Organa, he thinks, would have smashed the dolls from the very first.

Yoda sees her laugh as the Ewok shoulders the gun and proceeds to swagger around the room, impersonating Han Solo. He smiles, too. There is only one truth, but infinite potential, and he sees several possible futures for her carried along the flow of energy: queen, general, mother, empress, knight. He still believes Organa eminently suited for the last one. A waste of talent, her adoption was.

When Luke Skywalker comes to her with a plan to rout a band of Imperial scout troopers – it seems they are setting up a backup shield generator not far from here – she is categorical in her objection.

“Han will take care of it.”

“Leia, the Ewoks pointed out the scout troopers to _me_ – they want me to take point on this. Besides, I’m not letting Han take all the credit again.” He is grinning in that carefree manner he has – but Yoda knows better, can feel the imbalance inside him. Headstrong still, the boy, sometimes. Impulsive.

“Luke, you are _not_ as good of a pilot as Han…”

“We are piloting a speeder, not a starship.”

“And if something goes wrong, we cannot spare you. There are plenty of pilots, and smugglers, and badly groomed, ego-tripping madmen.” She puts her hand on his arm. “I don’t know another Jedi knight.”

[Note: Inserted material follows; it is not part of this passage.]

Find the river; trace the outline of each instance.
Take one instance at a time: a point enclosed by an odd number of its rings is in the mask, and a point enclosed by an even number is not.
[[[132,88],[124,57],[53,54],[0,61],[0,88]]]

The Force ripples between the siblings, so different yet so alike, Luke glimmering silver like an ancient coin, Organa like transparisteel. At length, Luke nods at her, steps out, and abseils down a sturdy-looking vine. Organa watches him go, fists clenched at her sides.

Such self-possession. Such restraint.

An excellent student, she would have made.

The Jedi Master shakes his head ruefully, and Organa looks up, not just facing in his general direction but staring him right in the eye – Force-sensitive as ever, even without any lightsaber training, and with an _edge_ to her, he sees now… an edge that’s doomed to be used outward: to hew, to build, to slash at dogmas, platitudes and propositions. Never to harness the power of the Force. Never to fight a Sith Lord. Never to cut to the quick of her own self, where shadows rear up to meet the light, and Vader’s terrible keepsakes lie dreaming.

Hmm.

(The Force ripples again, broad and inexorable, like a tribal chant – _ohm k’pree!_ – a scratch, a shattering.)

(Organa cracks her fragile smile.)

Better this way, it is.

**Author's Note:**

> I had to read the equivalent of a small encyclopedia to make sure I complied with canon, and I’m still not sure to what degree I was successful. Star Wars fanfiction is no joke, yo. Anyway, I hope you enjoyed!